Anyway, Pastor Lind says he believes that except for cases where “a person has been divorced for the reason of the other person’s adultery,” remarriage after a divorce is not biblical. But he says he knows other men, “pastors who are generally conservatives,” who hold that if “the divorce was before they were Christian” and “the divorced person was the innocent spouse” it is acceptable for a previously divorced and now Christian person to remarry. He concludes that the third option Peter laid out is the correct one—that the Bible is unclear, and that personal conviction must decide the issue for any given individual.
(First, I am curious whether Pastor Lind would apply this same standard to the creation narrative of Genesis, making young earth creationism or theistic evolution a matter of personal conviction. Second, I’m curious about how Pastor Lind would talk to a woman approaching him with a similar question—would he suggest she should listen to her male authority for guidance? I’m struck by how much leeway Peter is being given here when, as a young female Christian, I rarely received any such leeway from either my parents or my family’s conservative evangelical church.)
Peter is not happy, of course, because his personal conviction has long been that remarriage after a divorce is inappropriate unless there was infidelity. Pastor Lind suggests that God has already told Peter what to do, and Peter says he was hoping the problem was just that he was taught his view incorrectly in the first place, and thus Pastor Lind could correct his thinking and show that the Bible is clear and remarriage in Gwen’s case would be permissible. But alas. Peter acknowledges that he only wants to change his position on this issue because of Gwen, and that is clearly not appropriate.
Peter says its the hardest spiritual struggle he has ever experienced.
“I want to be married to Gwen more than I have ever wanted anything. But I have to be willing to lay it on the alter like Abraham did with Isaac.”

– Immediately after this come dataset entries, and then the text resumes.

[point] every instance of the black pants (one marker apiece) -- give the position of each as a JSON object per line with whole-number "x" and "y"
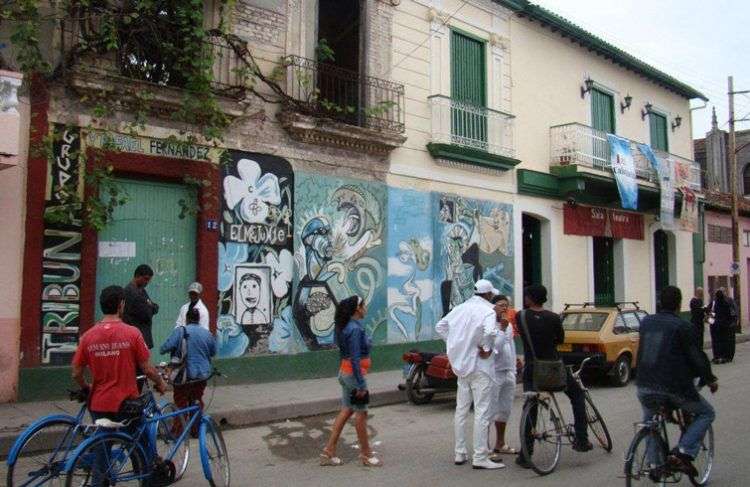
{"x": 577, "y": 398}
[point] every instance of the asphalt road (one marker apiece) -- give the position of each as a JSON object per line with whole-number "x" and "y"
{"x": 415, "y": 442}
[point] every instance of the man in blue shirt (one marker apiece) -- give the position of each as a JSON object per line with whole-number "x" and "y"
{"x": 668, "y": 362}
{"x": 201, "y": 346}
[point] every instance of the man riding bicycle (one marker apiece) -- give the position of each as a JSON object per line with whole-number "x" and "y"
{"x": 112, "y": 350}
{"x": 668, "y": 362}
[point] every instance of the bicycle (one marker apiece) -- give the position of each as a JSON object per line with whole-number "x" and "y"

Wait, wait, wait. I’m a bit concerned by this comparison. First, in that story, God ultimately stops Abraham from killing Isaac. In other words, Abraham does not actually have to give up that which is most dear. He only has to show himself willing to do so. But second—and I didn’t know this until a few years ago—there are Jewish interpretations that hold that Abraham made the wrong choice and failed the test. The story isn’t as black and white as evangelicals tend to think it.
Anyway, Pastor Lind gives Peter some books by pastors who hold the other view, telling him to listen to God while reading them. Peter says that if the books convince him to adopt the other position, he’ll pass it by Pastor Lind first, “so you can help me do a heart check to know if I am deceiving myself.” Pastor Lind praises Peter for how well he is handling this struggle. The curtain closes.
It’s funny, I though the central drama of this book was going to be the conflict with child protective services, not our hero’s struggle between his religious convictions and what he has in his pants.